What would her life have been if she'd recognized the value of those conversations? If she'd chosen substance over schemes, intellectual connection over the hollow victory of social dominance? The Dan Humphrey in the photograph looked at books with the same passion Chuck reserved for property acquisitions. He'd looked at her with similar intensity—not as an accessory to his ambition or a strategic alliance, but as someone whose thoughts mattered, whose mind was worth exploring.

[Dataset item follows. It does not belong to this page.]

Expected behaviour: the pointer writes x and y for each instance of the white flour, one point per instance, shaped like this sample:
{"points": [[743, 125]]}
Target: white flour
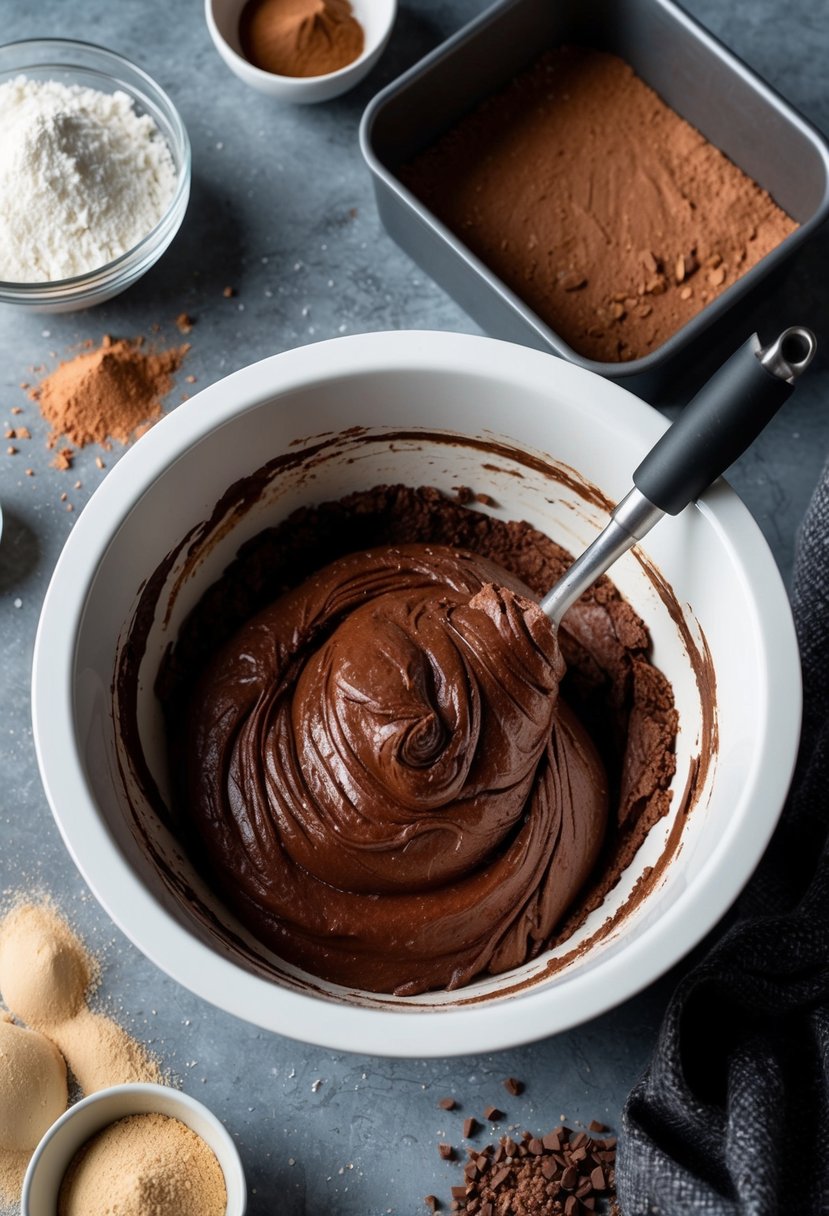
{"points": [[83, 179]]}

The setting sun cast long shadows across the sitting room as Blair stared at the road not taken. Outside her windows, Manhattan's lights began their nightly constellation, pinpricks of brightness against encroaching darkness. Inside, the yearbook's pages held alternate possibilities, paths diverged from so long ago that they seemed to belong to another woman's life.

She remembered how Chuck had dismissed Dan—"Humphrey's from Brooklyn, Blair. He'll write about our lives but never live them"—and how she'd accepted that assessment despite the spark she'd felt when debating literature with Dan, despite the way he'd challenged her to think beyond the boundaries of her privileged existence.

Chuck had offered her a kingdom where she ruled through fear and manipulation. Dan had offered something less tangible but perhaps more valuable—a partnership of minds, a connection based on who she was rather than what she represented. She had chosen the crown, believing it would fulfill the hunger inside her. Now, with her son being groomed in Chuck's image and her days measured in pill bottles and empty rooms, Blair wondered if she'd confused power with happiness, conquest with fulfillment.

The yearbook weighed heavy in her lap as darkness claimed the room completely. Blair didn't reach for the lamp. In the twilight between day and night, with Dan's captured image before her, she allowed herself to wonder about the woman she might have become—a woman whose worth wasn't measured in social victories or designer labels, whose mind was engaged rather than merely distracted, whose laughter might have remained as genuine as the smile captured in that forgotten photograph.